Se não leram, deixem-me lhes contar. No opúsculo, o filósofo francês questionava-se sobre a causa de um paradoxo por ele designado como “servidão humana”: por que os homens desejam servir? A princípio, porque não amam a liberdade. Afinal, não é o tirano apenas um, enquanto tant d’hommes, tant de burgs, tant de villes são muitos? Se não fosse pela ausência de amor à liberdade, haveria uma ruptura certa, necessária e apodítica dos grilhões que os aprisionam. Mas há uma importante distinção entre a servidão dos dominantes e dos dominados.
Os que desejam dominar, os que buscam o domínio, desejam servir e ojerizam a liberdade com um intuito preciso: querem tornar-se tiranos ou, no mínimo, um dos vários tiranetes que circulam na abóbada do poder, como as mariposas em vorta das lâmpidas. Os que são dominados, por sua vez, servem porque são impotentes face à magnificência da força tirânica, imposta seja pela tradição, pelo poder político ou econômico.
Vocês já leram La Boétie? Se não leram, talvez devessem.
Dá-nos ele uma importante ferramenta heurística para pensar o famoso fenômeno da subserviência entre ou - data venia - o puxasaquismo difundido por vezes nos meios acadêmicos, sempre no mundo jurídico.
Vossas excelências, colenda turma, excelentíssimo doutor, tudo conspira para que nunca discordem respeitosamente.

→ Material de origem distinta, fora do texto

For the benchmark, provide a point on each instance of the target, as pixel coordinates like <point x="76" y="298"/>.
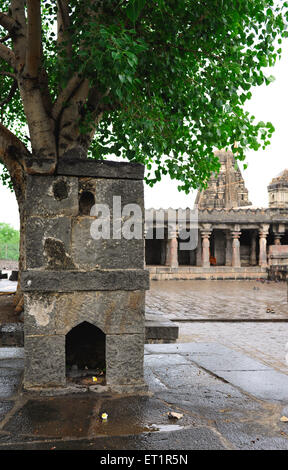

Mas sim para que sirvam, curvem-se, aceitem seja o que for. A Deo rex, a rege lex. Isso ocorre tanto dentro dos tribunais, onde os mais novos servidores habituam-se a portar-se face a augusta majestade dos mais antigos; quanto isso ocorre na advocacia, pois o principiante logo nota que uma boa subserviência gera mais favores do que o amor da liberdade. E em todo lugar onde há juristas ou profissionais do Direito as servidões parecem impor-se da mesma forma.
“A servidão voluntária”, escrevia Chauí, na carta supramencionada, é o desejo de servir o superior para ser servido pelos inferiores. É uma teia de relações de força, que percorrem verticalmente a sociedade sob a forma do mando e da obediência”.
O rompimento dessa achacadiça corrente de relações servis é uma das funções do ensino jurídico crítico. O ensino do conteúdo sobre a forma, da ironia face à subordinação irracional (ou com fins de uma nóvel dominação).
Diz-nos La Boétie que a forma de romper com a cadeia da servidão voluntária é negar aos tiranos e tiranetes, a eles (esse 'eles' vago e difuso do poder…), aquilo que eles sempre e a todo momento desejam. Assim, e somente assim, os estudantes de Direito, os estudiosos do Direito, os servidores do Direito, os profissionais do Direito... somente assim serão autônomos e, quiçá, para nós, será instaurado o reino dos fins. E derrubado o reino dos 'sins'.